Annabelle would have laughed, had she not been overcome with a spasm of mortifying nausea. Fortunately, she had not eaten much during supper, so the process was mercifully quick. Her stomach erupted, and she had no choice but to surrender. Gasping and spitting into the flower bed, she moaned weakly. “I’m sorry. I’m so sorry, Lillian—”

“Don’t be ridiculous,” came the American girl’s calm reply. “You’d do the same for me, wouldn’t you?”

“‘Course I would…but you would never be so silly…”

“You’re not being silly,” Lillian said gently. “You’re sick. Now take my handkerchief.”

Still leaning over, Annabelle received the lace-trimmed square of linen gratefully, but recoiled at the scent of perfume. “Ugh, I can’t,” she whispered. “The smell. Do you have one that isn’t scented?”

“Drat,” Lillian said apologetically. “Daisy, where is your handkerchief?”

“Forgot it,” came the succinct reply.

“You’ll have to use this one,” Lillian told Annabelle. “It’s all we’ve got.”

A masculine voice entered the conversation. “Take this one.”

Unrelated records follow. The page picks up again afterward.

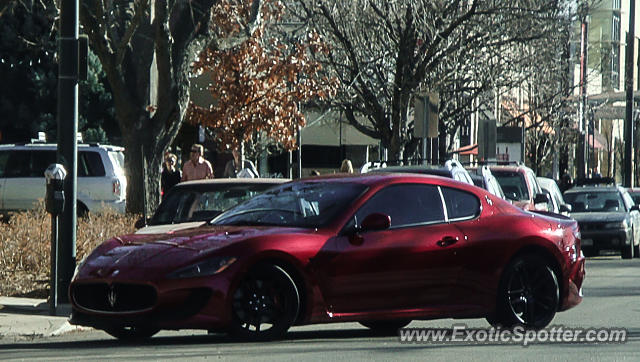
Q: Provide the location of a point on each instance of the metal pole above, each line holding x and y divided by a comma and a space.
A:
583, 96
53, 293
628, 83
67, 139
299, 152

Too dizzy to notice what was happening around her, Annabelle received the clean handkerchief that was thrust in her hand. It was mercifully free of any smell except for the crisp hint of starch. After wiping her perspiring face, then her mouth, Annabelle managed to straighten and face the newcomer. Her sore stomach did a slow, agonizing revolution at the sight of Simon Hunt. It seemed that he had followed her out to the terrace just in time to witness her humiliating nausea. She wanted to die. If only she could conveniently expire right then, and forever obliterate the knowledge that Simon Hunt had seen her cast up her crumpets in the flower bed.

Hunt’s face was impassive, save for the frown indentations between his brows. Quickly he reached out to steady her as she swayed before him. “In light of our recent agreement,” he murmured, “this is most unflattering, Miss Peyton.”